Criminal Procedure Act 2021

Appeal of certain orders made at preliminary trial hearing

7. (1) Where the trial court makes a relevant order at a preliminary trial hearing to the effect that evidence shall not be admitted at the trial of the offence, the prosecution may, subject to subsection (2), appeal the order on a question of law to—

(a) the Court of Appeal, or

(b) in the case of an order made by the Central Criminal Court, the Court of Appeal or the Supreme Court under Article 34.5.4° of the Constitution.

(2) An appeal referred to in this section shall lie only where the relevant order concerned made by the trial court erroneously excluded evidence which is—

(a) reliable,

(b) of significant probative value, and

(c) such that when taken together with the relevant evidence proposed to be adduced in the proceedings a jury, or in the case of an offence being tried before a Special Criminal Court, that court, might reasonably be satisfied beyond a reasonable doubt of the accused’s guilt in respect of the offence concerned.

(3) An appeal referred to in this section shall be made on notice to the accused to whom the appeal relates within 28 days or such longer period not exceeding 56 days as the Supreme Court or the Court of Appeal, as the case may be, may, on application to it in that behalf, determine, from the day on which the ruling was made.
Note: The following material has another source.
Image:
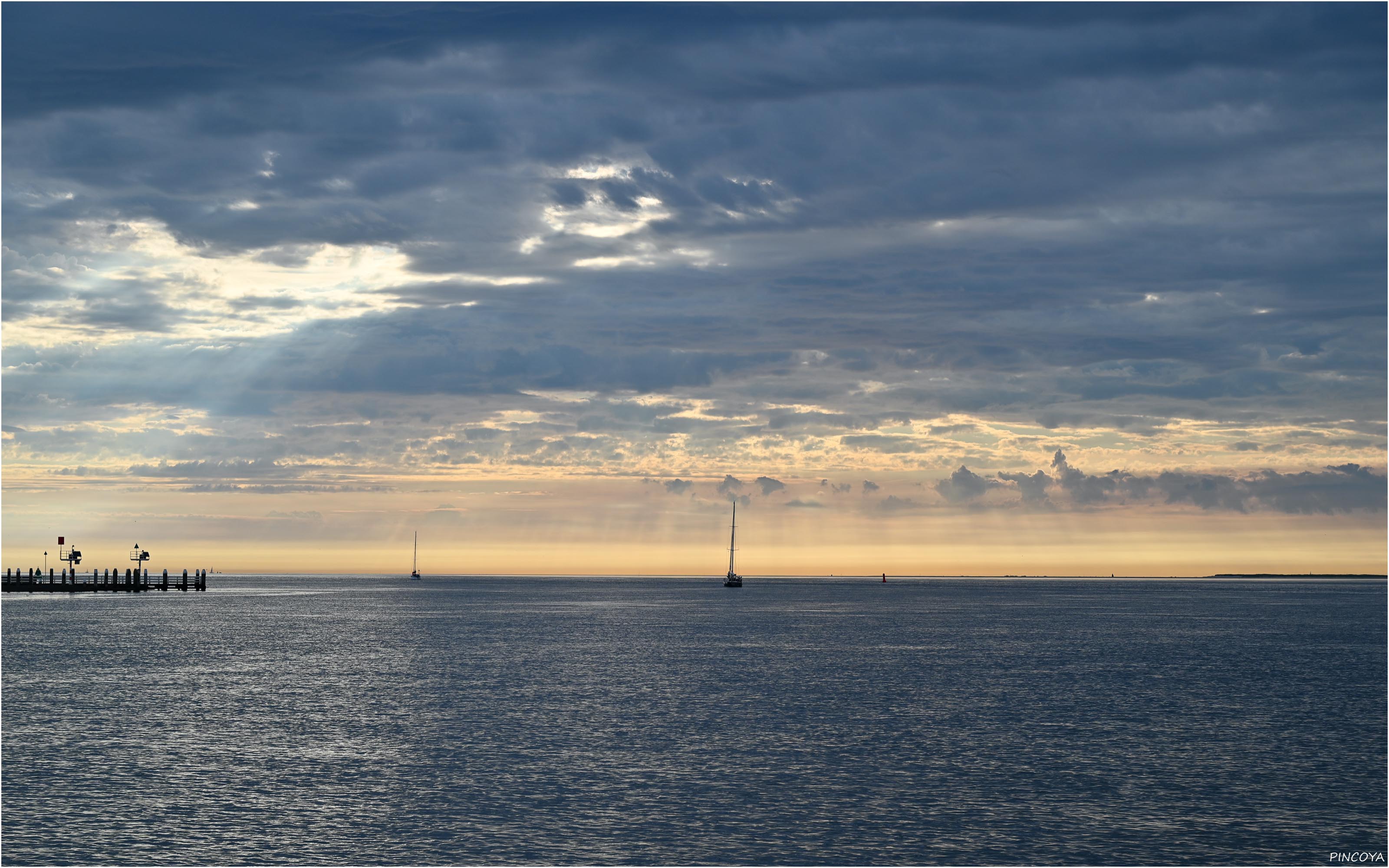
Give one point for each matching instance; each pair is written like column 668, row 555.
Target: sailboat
column 733, row 580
(4) Where the accused fails to appear before the Supreme Court or the Court of Appeal, as the case may be, in respect of an appeal referred to in this section, the court, if it is satisfied that it is, in all the circumstances, in the interests of justice to do so, may proceed to hear and determine the appeal in the absence of the accused concerned.

(5) For the purposes of considering an appeal referred to in this section the Supreme Court or the Court of Appeal, as the case may be, shall hear argument—

(a) by, or by counsel on behalf of, the prosecution,

(b) by, or by counsel on behalf of, the accused, and

(c) if counsel are assigned under subsection (6), by such counsel.

(6) The Supreme Court or the Court of Appeal, as the case may be, shall assign counsel to argue in support of the exclusion of the evidence referred to in subsection (1) if—

(a) the accused does not wish to be represented or heard under subsection (5)(b), or

(b) notwithstanding the fact that the accused concerned exercises his or her right to be represented or heard under subsection (5)(b), the court considers it desirable in the public interest to do so.

(7) Where an appeal referred to in this section has been made to the Supreme Court or the Court of Appeal and a legal aid (Supreme Court) certificate or a legal aid (appeal) certificate, as the case may be, is granted under subsection (8), or deemed to have been granted under subsection (9), in respect of the accused, he or she shall be entitled to free legal aid in the preparation and conduct of any argument that he or she wishes to make to the Supreme Court or the Court of Appeal, as the case may be, and to have a solicitor and counsel assigned to him or her for that purpose in the manner prescribed by regulations under section 10 of the Act of 1962.

(8) The accused may, in relation to an appeal referred to in this section, apply for a legal aid (Supreme Court) certificate to the Supreme Court or a legal aid (appeal) certificate to the Court of Appeal, as the case may be, either—

(a) by letter to the registrar of the Supreme Court or the registrar of the Court of Appeal, as the case may be, setting out the facts of the case and the grounds of the application, or

(b) to the Supreme Court, or the Court of Appeal, itself, as the case may be,

and the court concerned shall grant the certificate if (but only if) it appears to the court that the means of the accused are insufficient to enable him or her to obtain legal aid.

(9) If a legal aid (trial on indictment) certificate was granted under the Act of 1962 in respect of the accused concerned in relation to the proceedings in respect of the offence concerned, a legal aid (Supreme Court) certificate or a legal aid (appeal) certificate, as the case may be, shall be deemed to have been granted in respect of him or her in relation to an appeal referred to in this section.

(10) On an appeal referred to in this section the Supreme Court or the Court of Appeal, as the case may be, may affirm or quash the order under appeal.

(11) In this section—

“legal aid (appeal) certificate” has the same meaning as it has in the Act of 1962;

“legal aid (Supreme Court) certificate” has the same meaning as it has in the Act of 1962;

“legal aid (trial on indictment) certificate” has the same meaning as it has in the Act of 1962;

“relevant evidence”, in relation to an accused, means the proposed evidence contained in such of the following as have been served on the accused or his or her solicitor pursuant to section 4B or 4C of the Act of 1967:

(a) the documents specified in section 4B(1)(b) of that Act;

(b) the exhibits listed in the list of exhibits referred to in section 4B(1)(b)(vii) of that Act;

(c) the documents specified in section 4C(1) of that Act;

(d) the exhibits listed in the list of exhibits referred to in section 4C(1)(g) of that Act.